9 maja, dzień po tym, jak do Warszawy dotarła wieść o kapitulacji Niemiec, zorganizowano z tej okazji wiec na placu Teatralnym. Bardzo trudne warunki życia, wciąż żywe traumy okupacji, a także świadomość wielu osób, w jakiej sytuacji geopolitycznej znalazła się teraz Polska sprawiały, że - według relacji świadków - nie wszyscy uczestnicy tego zgromadzenia przejawiali szczery entuzjazm i radość. Mimo to zakończenie wojny przyjęto oczywiście z ulgą i nadzieją.
Tramwaje bez dachu
Chwilę po zakończeniu wojny do miasta poczęło z pełną mocą wracać życie kulturowe - to właśnie 10 maja wystartował pierwszy powojenny teatr lewobrzeżnej Warszawy - Teatr Mały przy ul. Marszałkowskiej (róg Hożej).
W czerwcu pojawił się kolejny znak wracającej normalności - na ulice Pragi wyjechał pierwszy po wojnie warszawski tramwaj. Jego trasa prowadziła Radzymińską, Ząbkowską, Targową, Zamoyskiego i Grochowską. Z kolei we wrześniu 1945 pierwszy tramwaj zaczął jeździć także po lewej stronie miasta. Połączył Okęcie z Ochotą, m.in. przez Aleję Krakowską oraz ulicę Grójecką.
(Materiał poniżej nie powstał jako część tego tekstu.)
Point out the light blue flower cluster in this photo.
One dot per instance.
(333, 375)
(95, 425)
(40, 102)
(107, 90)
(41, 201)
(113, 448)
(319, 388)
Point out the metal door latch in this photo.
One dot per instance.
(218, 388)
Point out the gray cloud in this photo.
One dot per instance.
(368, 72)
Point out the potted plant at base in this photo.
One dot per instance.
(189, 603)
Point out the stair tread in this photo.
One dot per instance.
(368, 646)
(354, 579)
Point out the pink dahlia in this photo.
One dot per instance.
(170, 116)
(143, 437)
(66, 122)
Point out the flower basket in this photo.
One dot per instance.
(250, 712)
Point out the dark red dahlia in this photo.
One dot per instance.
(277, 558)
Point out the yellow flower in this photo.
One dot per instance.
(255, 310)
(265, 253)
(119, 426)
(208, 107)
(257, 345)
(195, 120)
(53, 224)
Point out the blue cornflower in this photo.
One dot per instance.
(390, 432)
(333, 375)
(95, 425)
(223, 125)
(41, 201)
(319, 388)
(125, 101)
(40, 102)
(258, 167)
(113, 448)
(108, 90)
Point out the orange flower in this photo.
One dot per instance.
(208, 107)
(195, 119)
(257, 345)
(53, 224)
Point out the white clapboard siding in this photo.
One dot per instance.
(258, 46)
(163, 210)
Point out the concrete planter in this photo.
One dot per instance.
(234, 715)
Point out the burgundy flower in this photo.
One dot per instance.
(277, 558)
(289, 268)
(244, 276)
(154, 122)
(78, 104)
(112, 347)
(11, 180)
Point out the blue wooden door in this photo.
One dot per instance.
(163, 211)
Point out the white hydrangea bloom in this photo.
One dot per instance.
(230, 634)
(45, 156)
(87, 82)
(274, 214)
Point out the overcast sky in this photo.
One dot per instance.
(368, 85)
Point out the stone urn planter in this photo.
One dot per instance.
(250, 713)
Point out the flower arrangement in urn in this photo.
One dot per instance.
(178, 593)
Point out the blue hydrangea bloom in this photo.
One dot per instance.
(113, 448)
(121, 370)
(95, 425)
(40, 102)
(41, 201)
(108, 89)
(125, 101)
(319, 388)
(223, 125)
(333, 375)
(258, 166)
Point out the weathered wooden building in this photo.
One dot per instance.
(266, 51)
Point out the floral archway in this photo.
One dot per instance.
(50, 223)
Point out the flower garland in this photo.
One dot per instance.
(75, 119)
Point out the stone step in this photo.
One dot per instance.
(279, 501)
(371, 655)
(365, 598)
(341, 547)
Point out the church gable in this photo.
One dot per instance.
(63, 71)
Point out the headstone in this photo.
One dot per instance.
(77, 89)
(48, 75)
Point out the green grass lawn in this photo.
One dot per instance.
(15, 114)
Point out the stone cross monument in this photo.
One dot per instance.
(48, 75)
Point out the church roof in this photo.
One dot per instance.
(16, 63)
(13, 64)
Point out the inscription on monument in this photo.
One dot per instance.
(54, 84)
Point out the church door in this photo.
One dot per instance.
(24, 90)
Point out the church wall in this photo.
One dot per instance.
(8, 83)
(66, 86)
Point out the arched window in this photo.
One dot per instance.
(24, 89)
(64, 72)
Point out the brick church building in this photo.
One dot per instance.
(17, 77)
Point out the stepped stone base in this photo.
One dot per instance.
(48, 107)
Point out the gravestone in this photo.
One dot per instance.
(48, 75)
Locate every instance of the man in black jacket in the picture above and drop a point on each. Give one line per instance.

Problemy komunikacyjne w Warszawie nadał były jednak ogromne - aby zwiększyć możliwości stołecznego taboru do tramwajów doczepiano nawet prowizoryczne (jak widać w przypadku Warszawy roku 1945 jest to słowo-klucz) wagony zrobione z naczep do ciężarówek i pozbawione zadaszenia.
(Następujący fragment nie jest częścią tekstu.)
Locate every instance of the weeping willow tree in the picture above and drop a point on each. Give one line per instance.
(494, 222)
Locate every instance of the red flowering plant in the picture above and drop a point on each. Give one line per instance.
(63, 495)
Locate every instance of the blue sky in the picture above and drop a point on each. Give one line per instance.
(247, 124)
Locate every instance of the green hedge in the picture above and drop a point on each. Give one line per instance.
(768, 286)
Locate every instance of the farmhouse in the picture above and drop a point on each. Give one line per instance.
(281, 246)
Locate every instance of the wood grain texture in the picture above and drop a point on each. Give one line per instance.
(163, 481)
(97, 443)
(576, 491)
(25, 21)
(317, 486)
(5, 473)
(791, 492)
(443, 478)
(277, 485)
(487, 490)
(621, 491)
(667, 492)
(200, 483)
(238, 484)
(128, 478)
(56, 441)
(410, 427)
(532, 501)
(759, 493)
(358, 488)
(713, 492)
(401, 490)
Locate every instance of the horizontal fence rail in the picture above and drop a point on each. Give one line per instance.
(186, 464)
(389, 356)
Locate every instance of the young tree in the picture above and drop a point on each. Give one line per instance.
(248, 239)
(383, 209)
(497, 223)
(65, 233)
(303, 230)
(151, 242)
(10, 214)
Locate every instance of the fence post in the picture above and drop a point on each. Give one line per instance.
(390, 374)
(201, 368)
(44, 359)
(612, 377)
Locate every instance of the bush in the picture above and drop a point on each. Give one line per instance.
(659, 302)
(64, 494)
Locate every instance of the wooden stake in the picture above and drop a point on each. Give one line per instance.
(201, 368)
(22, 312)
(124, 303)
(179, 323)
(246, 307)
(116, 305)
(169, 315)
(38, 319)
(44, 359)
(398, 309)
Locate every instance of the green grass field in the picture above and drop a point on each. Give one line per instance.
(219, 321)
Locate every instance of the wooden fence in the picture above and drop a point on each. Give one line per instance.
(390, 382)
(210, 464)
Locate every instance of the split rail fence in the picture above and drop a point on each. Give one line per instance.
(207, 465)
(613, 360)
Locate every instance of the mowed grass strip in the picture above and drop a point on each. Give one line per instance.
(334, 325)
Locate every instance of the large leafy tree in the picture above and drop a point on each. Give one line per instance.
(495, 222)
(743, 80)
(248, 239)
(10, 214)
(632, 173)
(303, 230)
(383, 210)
W środku wakacji miał miejsce kolejny symboliczny moment - przed kościołem św. Krzyża w Warszawie ponownie ustawiono odnowioną figurę Chrystusa dźwigającego krzyż. Dla wielu warszawiaków monument ten przypominał o ich własnym oraz całej Warszawy losie.
Dekretem w prawo własności
26 października Bolesław Bierut, czyli de facto przywódca nowej Polski (z namaszczenia Moskwy polityk ten pełnił funkcję prezydenta proradzieckiej Krajowej Rady Narodowej, a więc odpowiednika parlamentu i w dodatku sprawował obowiązki głowy państwa) ogłosił słynny akt KRN, znany jako dekret Bieruta. Z jego konsekwencjami przyszło się Warszawie zmierzyć po wielu latach, gdy w 2016 roku wybuchła afera reprywatyzacyjna.
Dekret Bieruta stanowił o nacjonalizacji gruntów na terenie Warszawy - odtąd wszelkie grunty (ale już nie stojące na nich budynki) w przedwojennych granicach miasta stawały się własnością władz stolicy i mogły być przez nie zarządzane - niezależnie od wcześniejszych aktów własności prywatnej. Decyzja ta wpisywała się w ideologiczne aspekty komunistycznej władzy, a z kolei z praktycznego punktu widzenia znacząco ułatwiła odbudowę miasta (nie trzeba już było szukać właścicieli danych nieruchomości, tudzież wypłacać im odszkodowania), jednak stanowiła też rażące pogwałcenia prawa do własności prywatnej i podstawowych zasad sprawiedliwości.
Z konsekwencjami tamtej decyzji Warszawa boryka się zresztą do dziś, czego jaskrawy przykład mieliśmy przed dekadą, gdy wokół nieprawidłowości przy niektórych toczących się procesach reprywatyzacyjnych w stolicy wybuchła głośna afera polityczna.
Świetlana przyszłość Warszawy
Jednym z symbolicznych momentów wieńczących rok 1945 dla Warszawy było uruchomienie w mieście pierwszego powojennego neonu ulicznego, co miało miejsce 13 listopada. Z jednej strony było to nawiązanie do przedwojennej Warszawy, gdy arterie centrum miasta udekorowane było wieloma tego typu świecącymi szyldami, a z drugiej był to widomy znak, że nowa, powojenna Warszawa odżywa i powstaje z gruzów, patrząc z nadzieją w świetlaną (nomen omen) przyszłość. A rozkwit tej nowej Warszawy możemy obserwować do dziś.